THE STORY – The commandant of Auschwitz, Rudolf Höss, and his wife Hedwig, strive to build a dream life for their family in a house and garden next to the camp.
THE CAST – Sandra Hüller & Christian Friedel
THE TEAM – Jonathan Glazer (Director/Writer)
THE RUNNING TIME – 106 Minutes
There have been many Holocaust films throughout cinema’s history since the Second World War, and it’s become a sub-genre within Hollywood and other parts of the world. Every year we’re reminded of the atrocities which took place during those dark years in Europe in hopes that it will never happen again. This form of storytelling has become tired and true as we see countless films showcasing the stone-cold brutality of the Nazis towards those they wished to exterminate and nearly succeeded in doing so over 80 years ago. So when a wholly unique vision comes around that shakes you to your core, it becomes indelible. That’s what English director Jonathan Glazer (“Under The Skin”) has accomplished with his adaptation of Martin Amis’s novel “The Zone Of Interest.” When history thinks of the great Holocaust films such as “Schindler’s List,” “Shoah” or “Night And Fog,” they will have a new film to mention, for what Glazer has created may be one of the most striking juxtapositions in the history of the medium.
As the film begins, and all that’s seen is a dark screen, Mica Levi’s haunting score creeps its way through the speakers and invades your eardrums with its sonically uncomfortable mood. After a restless extended period of time, the first image we see is not of a concentration camp or innocent Jews being slaughtered (in fact, “The Zone Of Interest” doesn’t contain a single bit of on-screen violence) but of Auschwitz commandant Rudolf Höss (Christian Friedel), his wife Hedwig (Sandra Hüller) and their children enjoying a lovely sunny afternoon by a lake. We’re then introduced to their idyllic German home as we spend most of the film watching them go through the mundanity of everyday life. Pool parties, kids going to school, gardening in the backyard, sleeping well– the pleasantries many take for granted are painstakingly put up on the screen for us to absorb in full as Glazer contrasts these images with the horrific sights and sounds of the Holocaust. Gun shots, people yelling, explosions in the distance, cries for mercy– other than Levi’s beforementioned score, this is the soundscape of “The Zone Of Interest.”

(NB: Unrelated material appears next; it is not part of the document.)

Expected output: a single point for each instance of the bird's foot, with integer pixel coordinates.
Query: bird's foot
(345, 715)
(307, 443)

We see the smoke of the countless burnt bodies rise above the Höss’ stone wall and barbed-wired fence they keep around their property, but other than this; we never see anything beyond the borders their inhumanity has created. The ice-cold unresponsiveness to what is happening beyond those walls as the Höss get on with what would otherwise appear to be their perfectly normal, loving, and peaceful lives is sickening to witness and beyond our comprehension. Such is why “The Zone Of Interest” is exactly that, a zone of interest for our minds to disturbingly examine the nature of evil and how we could ever allow such acts to be considered tolerable under any conditions. It’s a thought-provoking masterstroke from Glazer that critically forewarns how easy it could be for us to slip into such complacency someday, especially with far-right views of bigotry and hatred on the rise worldwide again.
This is not a conventional film, nor is it meant to be accessible in any way, shape, or form for a modern audience. It’s intended to provoke anger and distress. By not showcasing any form of on-screen violence, Glazer cleverly gives the audience the power of their imaginations to invoke far more barbaric images than he or anyone could have conjured for this film. The effect is beyond stunning, especially by the time the film reaches its breathtaking ending, where the vastness of the genocide is shown in its aftermath many years later (after Rudolf Höss is told earlier in the film by his superiors to start prepping the Auschwitz concentration camp to murder over 700,000 Jews).
The unassuming performances from Sandra Hüller and Christian Friedel never break the illusion of what we see as Glazer crafts a realism with the dullness of the Höss’ daily lives through his impassive screenplay, the restrained production design and precise cinematography from Łukasz Żal. The meticulous editing keeps the film moving in a startling way that doesn’t promote a feeling of excitement but instead grants an ability to mentally process what is being shown rather than being told. Such command in service to an explicit vision is rarely found nowadays in today’s cinematic landscape. When it arrives with such force as this, the effect can be overwhelming.
The profoundly upsetting and cerebral message of “The Zone Of Interest” is one that is thoroughly communicated and will forever stick with you long after the final credits have rolled. Even though some may consider it emotionally detached compared to other Holocaust dramas they’ve seen before with more traditional cinematic narratives, there really wasn’t any other way to depict such cruel and monstrous behavior than with chilling indifference by the Höss family. Never one to repeat himself, Glazer has created a one-of-a-kind cinematic masterwork that you’ve likely never seen before. It’s frighteningly essential viewing that will satisfy arthouse cinema fans and hopefully convince those ignorant of the real possibility of such a dark and deadly time returning that it’s not as incomprehensible or far away from happening again as you think.